When prompted with a question, particularly one that refers to a very specific and not well-known topic, an LLM can "hallucinate" – producing a plausible-sounding but completely fabricated answer.

For example, ask Claude (a ChatGPT competitor) to tell you about a company like "Zefiro Methane", which has sent three delegates to COP29, and it will say it could be a "research initiative focused on studying methane emissions." The company, in fact, specialises in methane abatement.

The AI even warns that it "might hallucinate details" as it "does not have concrete, verifiable information about Zefiro Methane."

To mitigate this issue, many LLMs have been paired with search engines.

If you ask ChatGPT to tell you about Zefiro Methane, it searches the web, reads a few of the resulting pages, and then returns a much more accurate response.

This approach, sometimes called Retrieval Augmented Generation (RAG) or grounding, works by attaching relevant texts from company websites, news articles or other sources to the question that the AI must answer. This tends to produce more accurate results.

Classifying at scale

To do this at scale, we developed a tool to search the internet for each of the 20,000 organisations registered to attend COP29, collect the results, and then capture relevant text from those results.

One challenge with this approach is that many websites use CAPTCHAs or other methods to prevent bots from scraping their pages.

To increase our chances of getting as much data as possible, we routed our requests through Oxylabs's Project 4beta, which significantly reduced these roadblocks.

The resulting texts were then combined and sent to one of OpenAI's generative AI models (gpt-4o-mini) along with a description of what we consider a fossil fuel lobbyist. The AI model then used that information to tell us whether it thought the organisation is a fossil fuel lobbyist, along with an explanation and sources.
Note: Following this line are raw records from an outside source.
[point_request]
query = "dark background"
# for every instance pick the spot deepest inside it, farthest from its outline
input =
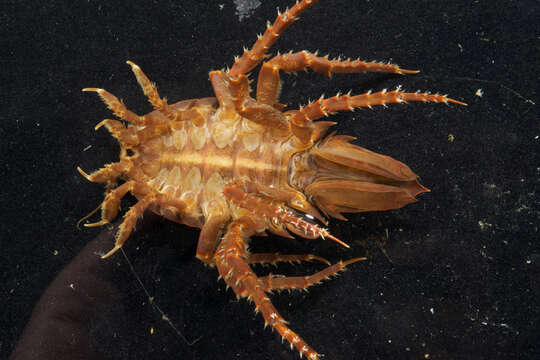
(462, 271)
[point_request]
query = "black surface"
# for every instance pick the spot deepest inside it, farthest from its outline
(463, 281)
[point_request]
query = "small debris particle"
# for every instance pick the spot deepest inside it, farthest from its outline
(483, 225)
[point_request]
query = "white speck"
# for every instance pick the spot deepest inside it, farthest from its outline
(244, 8)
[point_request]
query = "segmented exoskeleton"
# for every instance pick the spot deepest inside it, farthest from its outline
(236, 166)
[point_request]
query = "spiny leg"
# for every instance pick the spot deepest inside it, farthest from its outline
(278, 213)
(274, 258)
(233, 97)
(129, 222)
(136, 211)
(251, 58)
(268, 83)
(232, 267)
(302, 119)
(111, 204)
(116, 106)
(209, 237)
(273, 282)
(109, 172)
(126, 136)
(150, 90)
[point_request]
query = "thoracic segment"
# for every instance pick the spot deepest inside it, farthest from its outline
(223, 164)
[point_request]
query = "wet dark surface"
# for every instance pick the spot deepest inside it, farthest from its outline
(460, 278)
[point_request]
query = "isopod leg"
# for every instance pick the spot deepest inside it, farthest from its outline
(116, 106)
(251, 58)
(273, 258)
(273, 282)
(209, 237)
(126, 136)
(268, 83)
(129, 222)
(233, 96)
(278, 213)
(150, 90)
(233, 268)
(108, 173)
(111, 204)
(324, 107)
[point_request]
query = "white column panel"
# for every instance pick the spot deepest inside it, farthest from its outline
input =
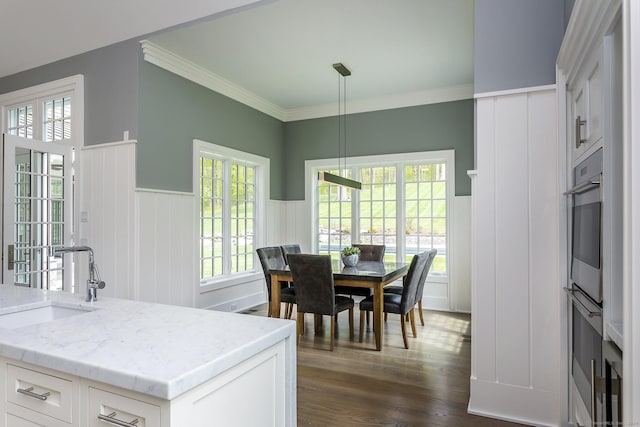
(515, 326)
(483, 248)
(166, 248)
(544, 259)
(511, 256)
(461, 259)
(106, 219)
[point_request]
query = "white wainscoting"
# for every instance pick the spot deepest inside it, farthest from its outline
(105, 218)
(164, 242)
(515, 360)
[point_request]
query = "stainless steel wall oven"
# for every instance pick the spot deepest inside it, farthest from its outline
(585, 290)
(586, 236)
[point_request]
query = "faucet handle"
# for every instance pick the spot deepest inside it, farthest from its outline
(100, 283)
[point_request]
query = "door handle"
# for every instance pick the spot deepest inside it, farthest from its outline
(11, 261)
(579, 123)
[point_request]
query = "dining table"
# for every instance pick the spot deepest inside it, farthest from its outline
(365, 274)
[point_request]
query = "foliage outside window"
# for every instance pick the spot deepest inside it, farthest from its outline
(227, 214)
(401, 205)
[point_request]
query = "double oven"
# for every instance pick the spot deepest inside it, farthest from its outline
(596, 381)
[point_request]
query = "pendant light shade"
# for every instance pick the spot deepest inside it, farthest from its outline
(328, 177)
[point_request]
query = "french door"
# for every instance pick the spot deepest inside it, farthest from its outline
(37, 212)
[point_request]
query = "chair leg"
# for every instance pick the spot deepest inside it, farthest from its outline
(412, 318)
(299, 326)
(351, 324)
(403, 324)
(333, 324)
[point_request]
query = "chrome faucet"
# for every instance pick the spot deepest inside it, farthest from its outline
(94, 283)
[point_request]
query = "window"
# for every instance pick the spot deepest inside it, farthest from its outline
(42, 177)
(48, 112)
(405, 204)
(231, 187)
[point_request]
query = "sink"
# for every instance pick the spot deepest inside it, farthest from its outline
(32, 316)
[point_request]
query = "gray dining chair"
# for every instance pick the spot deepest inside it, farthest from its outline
(293, 248)
(315, 291)
(271, 257)
(400, 304)
(395, 289)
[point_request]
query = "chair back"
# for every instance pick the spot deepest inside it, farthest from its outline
(370, 252)
(313, 277)
(290, 249)
(412, 282)
(270, 257)
(431, 254)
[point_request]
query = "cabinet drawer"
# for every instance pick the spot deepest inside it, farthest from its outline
(46, 394)
(14, 421)
(123, 411)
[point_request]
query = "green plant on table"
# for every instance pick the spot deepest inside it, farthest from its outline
(350, 250)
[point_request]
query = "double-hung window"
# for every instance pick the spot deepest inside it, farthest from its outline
(231, 195)
(405, 203)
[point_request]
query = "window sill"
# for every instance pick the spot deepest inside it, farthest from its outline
(228, 281)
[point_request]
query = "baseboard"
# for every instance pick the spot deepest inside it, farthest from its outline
(506, 402)
(243, 303)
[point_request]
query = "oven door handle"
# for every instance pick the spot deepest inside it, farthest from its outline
(581, 188)
(580, 303)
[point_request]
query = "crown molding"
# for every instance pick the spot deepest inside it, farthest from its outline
(171, 62)
(590, 21)
(176, 64)
(412, 99)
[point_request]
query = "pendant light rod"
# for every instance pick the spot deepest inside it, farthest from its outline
(329, 177)
(344, 71)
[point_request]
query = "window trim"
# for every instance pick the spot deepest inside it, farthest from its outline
(312, 167)
(73, 85)
(262, 195)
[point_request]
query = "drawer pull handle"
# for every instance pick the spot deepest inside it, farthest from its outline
(29, 392)
(111, 418)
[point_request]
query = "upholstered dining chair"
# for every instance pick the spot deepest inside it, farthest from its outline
(315, 291)
(293, 248)
(271, 257)
(400, 304)
(395, 289)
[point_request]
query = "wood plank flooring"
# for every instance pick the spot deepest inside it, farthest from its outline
(427, 385)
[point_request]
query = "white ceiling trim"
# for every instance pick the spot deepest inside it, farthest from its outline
(412, 99)
(176, 64)
(189, 70)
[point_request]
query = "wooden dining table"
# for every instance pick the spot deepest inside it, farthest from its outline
(366, 274)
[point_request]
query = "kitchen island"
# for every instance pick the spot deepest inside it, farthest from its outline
(113, 361)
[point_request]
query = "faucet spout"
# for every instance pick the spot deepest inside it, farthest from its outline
(94, 281)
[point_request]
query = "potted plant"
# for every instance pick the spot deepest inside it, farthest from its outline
(350, 256)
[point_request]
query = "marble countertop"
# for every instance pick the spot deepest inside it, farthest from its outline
(155, 349)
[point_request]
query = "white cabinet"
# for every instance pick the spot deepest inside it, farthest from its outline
(53, 399)
(586, 103)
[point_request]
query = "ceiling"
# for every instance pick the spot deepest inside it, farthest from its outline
(400, 52)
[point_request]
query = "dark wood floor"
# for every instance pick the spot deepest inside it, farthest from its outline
(427, 385)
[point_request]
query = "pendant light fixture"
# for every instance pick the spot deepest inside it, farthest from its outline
(343, 73)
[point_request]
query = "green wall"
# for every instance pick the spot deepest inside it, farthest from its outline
(443, 126)
(173, 111)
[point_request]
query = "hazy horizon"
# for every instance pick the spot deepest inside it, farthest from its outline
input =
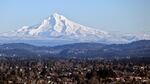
(117, 16)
Because AI models cannot be fully trusted to produce accurate results, KBPO volunteers still classified each organisation by hand. Each positive classification was then fact-checked for a second time by another volunteer, as we were especially concerned about the risk of accusing a company of being fossil fuel-affiliated.
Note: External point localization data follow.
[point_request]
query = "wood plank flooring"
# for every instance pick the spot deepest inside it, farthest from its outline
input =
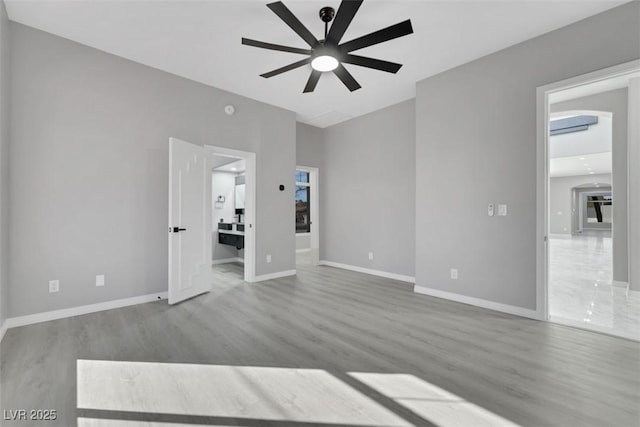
(424, 359)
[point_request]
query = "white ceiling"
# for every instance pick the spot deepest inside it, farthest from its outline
(587, 164)
(200, 40)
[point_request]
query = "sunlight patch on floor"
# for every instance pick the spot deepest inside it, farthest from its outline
(431, 402)
(101, 422)
(262, 393)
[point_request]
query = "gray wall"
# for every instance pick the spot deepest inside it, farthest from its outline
(476, 143)
(560, 199)
(367, 191)
(90, 170)
(4, 162)
(617, 103)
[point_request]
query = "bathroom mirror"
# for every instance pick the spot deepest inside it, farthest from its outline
(239, 203)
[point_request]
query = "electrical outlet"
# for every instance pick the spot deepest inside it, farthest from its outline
(54, 286)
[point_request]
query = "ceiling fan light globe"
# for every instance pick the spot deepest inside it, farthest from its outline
(324, 63)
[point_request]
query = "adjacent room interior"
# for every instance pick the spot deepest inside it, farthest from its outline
(300, 213)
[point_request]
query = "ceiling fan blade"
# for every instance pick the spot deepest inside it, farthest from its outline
(290, 19)
(346, 78)
(312, 82)
(286, 68)
(344, 16)
(377, 64)
(265, 45)
(398, 30)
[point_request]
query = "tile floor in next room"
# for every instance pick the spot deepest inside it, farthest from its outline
(581, 287)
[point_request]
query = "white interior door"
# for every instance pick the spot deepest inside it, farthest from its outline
(190, 271)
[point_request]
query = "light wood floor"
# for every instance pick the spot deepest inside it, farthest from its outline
(363, 330)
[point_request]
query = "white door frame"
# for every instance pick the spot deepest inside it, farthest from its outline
(249, 209)
(542, 167)
(314, 183)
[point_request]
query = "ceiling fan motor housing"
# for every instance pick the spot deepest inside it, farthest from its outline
(327, 13)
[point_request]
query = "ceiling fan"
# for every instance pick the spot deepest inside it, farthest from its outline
(329, 54)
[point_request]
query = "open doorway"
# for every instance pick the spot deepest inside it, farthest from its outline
(307, 216)
(586, 203)
(233, 213)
Screenshot of the user interface used by KBPO volunteers to review AI classifications.

When does it work, and when does it not?

Overall, this approach produced reliable results, correctly classifying organisations in most instances.

In a small number of cases, misspellings or data entry errors in the original dataset meant the AI couldn't correctly identify and classify the organisation.
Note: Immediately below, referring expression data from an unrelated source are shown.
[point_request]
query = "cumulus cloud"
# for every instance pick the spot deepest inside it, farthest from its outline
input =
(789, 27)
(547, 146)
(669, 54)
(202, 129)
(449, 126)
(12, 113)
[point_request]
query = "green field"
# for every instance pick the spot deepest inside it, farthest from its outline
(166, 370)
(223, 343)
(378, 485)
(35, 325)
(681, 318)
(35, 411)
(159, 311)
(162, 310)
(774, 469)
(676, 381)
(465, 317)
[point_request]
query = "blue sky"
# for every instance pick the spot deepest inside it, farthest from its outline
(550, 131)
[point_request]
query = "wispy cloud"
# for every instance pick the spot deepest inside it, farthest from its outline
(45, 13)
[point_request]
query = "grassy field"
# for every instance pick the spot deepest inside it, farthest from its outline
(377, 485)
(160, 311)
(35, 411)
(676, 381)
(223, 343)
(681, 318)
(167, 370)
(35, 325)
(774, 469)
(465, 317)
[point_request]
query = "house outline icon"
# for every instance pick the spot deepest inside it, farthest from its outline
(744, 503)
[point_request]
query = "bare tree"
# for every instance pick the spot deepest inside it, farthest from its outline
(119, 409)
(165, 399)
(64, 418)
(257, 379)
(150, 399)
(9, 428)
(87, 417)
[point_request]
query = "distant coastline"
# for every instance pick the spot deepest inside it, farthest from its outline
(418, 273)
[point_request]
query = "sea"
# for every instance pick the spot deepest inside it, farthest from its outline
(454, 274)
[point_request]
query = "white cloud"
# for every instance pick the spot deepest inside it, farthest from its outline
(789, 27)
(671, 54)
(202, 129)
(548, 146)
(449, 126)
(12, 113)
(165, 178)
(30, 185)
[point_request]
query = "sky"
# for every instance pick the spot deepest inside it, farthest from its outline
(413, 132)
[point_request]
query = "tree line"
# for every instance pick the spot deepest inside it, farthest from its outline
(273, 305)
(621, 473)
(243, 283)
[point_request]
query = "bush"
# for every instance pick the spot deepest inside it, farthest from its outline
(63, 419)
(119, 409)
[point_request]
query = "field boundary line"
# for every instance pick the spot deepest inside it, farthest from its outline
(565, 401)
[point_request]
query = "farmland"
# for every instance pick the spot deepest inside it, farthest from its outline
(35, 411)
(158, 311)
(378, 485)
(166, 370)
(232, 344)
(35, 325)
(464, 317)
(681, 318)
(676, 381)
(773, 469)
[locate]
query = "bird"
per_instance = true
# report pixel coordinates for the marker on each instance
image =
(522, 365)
The tool we developed also struggled with short or generic names that could refer to multiple organisations. For example, AFD could stand for Canadian fuel supplier AFD Petroleum, but also for the German far-right party Alternative for Germany or the French Development Agency.

In these instances, the search results may prioritise results about one organisation, which will not be the same organisation that has sent delegates to COP.

In early tests, the AI also had a tendency to interpret our definition of a fossil fuel lobbyist too broadly, leading to a higher rate of false positives. Investors and consultants with close ties to the fossil fuels industry were classified as fossil fuel lobbyists, though they didn't quite fit the definition we were using.

We were able to mitigate most of these misinterpretations by providing examples of edge cases with each prompt.

What's next?

The approach described here can be used to automate or speed up research beyond the classification of COP delegates.

Researchers and journalists could use tools like these to automate tedious tasks that would take days or weeks to do by hand. For example, they could identify ultimate corporate ownership of various companies, find and summarise academic papers, find potential conflicts of interests or scrutinise public spending.

As LLMs are becoming more intelligent and affordable with each new iteration, they also become more useful for research tasks.

Nevertheless, there are still fundamental issues with how AI approaches the truth that don't have an obvious solution in the near future. In situations where accuracy is critical, AI outputs still need to be verified and fact-checked by humans.

We will build on our experience in the coming year, and we hope to make the results of our work available for others to use.